The Responsible Investment at Harvard Coalition (RIH), a group advocating for better management of the university’s endowment, is critical of the ecological impacts it claims the plantations are having on the wetlands, as well as poor working conditions for local laborers.
As part of over a week of activities related to RIH’s campaign, around 150 protestors gathered to hear speeches by Emilio Spataro and Adrian Obregon who were invited to the campus from Corrientes, Argentina to speak about their activism concerning the wetlands.
Speaking through a translator, Spataro told the demonstrators “we’ve been suffering for years seeing the destruction of the wetlands in our community … we decided to bring the voice of the people who are suffering to the place where the decisions get made, and let them know what effect those decisions have on us.”
According to RIH spokesperson Sandra Korn, the group has been “investigating how Harvard invests its endowment for a few years, and we found that Harvard is the majority or full owner of over 270 companies, including over $3bn in natural-resource companies; so everything from berries to timber plantations.”
She explains that communities near the plantations “have been organizing against the exploitative and destructive practices by the plantations there … so organizers from Argentina got in contact with our group and we decided to work in solidarity, and bring their demands for justice and their request for community participation in how the plantations are run to the Harvard administration.”
According to Korn, two students travelled to Corrientes and published a report detailing the issues faced by local communities, including a lowering of the water table, higher costs for small farmers, increased susceptibility to fires and a greater danger to people’s homes as a result, as well as violations of local labor laws, and jobs provided mainly for seasonal and part-time workers who sleep in unsanitary temporary housing, and who fear losing their jobs if they speak out against working conditions.
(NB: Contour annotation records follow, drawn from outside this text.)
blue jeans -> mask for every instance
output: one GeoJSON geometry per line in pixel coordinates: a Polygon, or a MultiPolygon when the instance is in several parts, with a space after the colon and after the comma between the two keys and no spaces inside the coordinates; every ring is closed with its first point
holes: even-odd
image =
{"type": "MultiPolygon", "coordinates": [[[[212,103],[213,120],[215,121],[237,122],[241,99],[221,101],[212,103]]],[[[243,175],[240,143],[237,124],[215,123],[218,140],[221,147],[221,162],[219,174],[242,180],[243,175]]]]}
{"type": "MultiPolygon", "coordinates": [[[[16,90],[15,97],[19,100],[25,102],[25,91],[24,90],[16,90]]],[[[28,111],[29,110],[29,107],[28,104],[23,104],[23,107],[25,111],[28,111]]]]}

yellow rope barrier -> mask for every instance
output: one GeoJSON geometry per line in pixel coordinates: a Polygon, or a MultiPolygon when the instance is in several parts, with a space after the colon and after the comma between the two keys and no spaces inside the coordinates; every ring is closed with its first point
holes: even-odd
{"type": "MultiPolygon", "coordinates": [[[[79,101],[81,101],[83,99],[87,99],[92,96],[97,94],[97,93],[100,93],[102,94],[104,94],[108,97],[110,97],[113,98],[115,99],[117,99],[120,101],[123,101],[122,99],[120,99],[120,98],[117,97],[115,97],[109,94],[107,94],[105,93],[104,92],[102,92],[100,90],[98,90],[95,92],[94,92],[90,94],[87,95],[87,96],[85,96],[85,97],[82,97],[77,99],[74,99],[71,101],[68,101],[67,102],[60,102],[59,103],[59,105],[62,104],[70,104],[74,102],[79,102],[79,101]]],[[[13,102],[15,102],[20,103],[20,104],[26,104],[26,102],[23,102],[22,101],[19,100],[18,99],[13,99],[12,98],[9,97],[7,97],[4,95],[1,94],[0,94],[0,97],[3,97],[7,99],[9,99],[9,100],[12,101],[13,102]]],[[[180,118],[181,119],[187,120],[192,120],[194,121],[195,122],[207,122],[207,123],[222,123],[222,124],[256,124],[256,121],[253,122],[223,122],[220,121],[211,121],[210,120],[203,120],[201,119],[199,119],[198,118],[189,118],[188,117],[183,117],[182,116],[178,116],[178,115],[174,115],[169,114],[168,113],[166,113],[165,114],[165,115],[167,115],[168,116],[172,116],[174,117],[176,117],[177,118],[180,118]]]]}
Also speaking through a translator, Adrian Obregon told the demonstrators, “a few years ago we tried to get reparations from Harvard for the damage they’ve done on their plantations, and we weren’t able to get anything from them.”
He explained that his own government is only listening to corporations like Harvard, and not the people, saying “they’re not listening to us in our own country.”
During the demonstration, Obregon delivered a 27-page petition with over a thousand signatures to Harvard University President Drew Faust. Korn explained the demands made by the demonstrators: “to stop expanding the plantations until a participatory ecological and community study is done, and to remove all the plantations within 2000m of people’s homes, and to follow all local labor laws.”
Cambridge City Councilor Leland Cheung spoke in support of the RIH campaign, saying “I’m a Harvard grad, and I’m proud to be a Harvard grad, but there’s so much that’s happening that makes me ashamed.” He says he’s speaking “too often” at similar rallies, including at the Doubletree hotel owned by the university “where workers are not being given a fair process.”
According to Cheung, “it’s not enough to try and educate students to go out and change the world when … Harvard’s actions are in complete contradiction to what they’re teaching all of us to go out and do; the hypocrisy at Harvard has to stop.”
Ed Childs, the chief steward at UNITE HERE’s union local 26 for Harvard’s dining hall workers also spoke in support of the rally, saying “we feel your struggle is our struggle.”
Calling them “two other plantations,” Childs drew attention to the similarities between the situation faced by the Argentinian communities, and workers at the Doubletree hotel and the Harvard Law School during their unionization campaigns, both of which he claims included having to face union busters hired by the university.
Open Media Boston made repeated requests for a press statement from Harvard University, but did not receive a response before the filing of this report.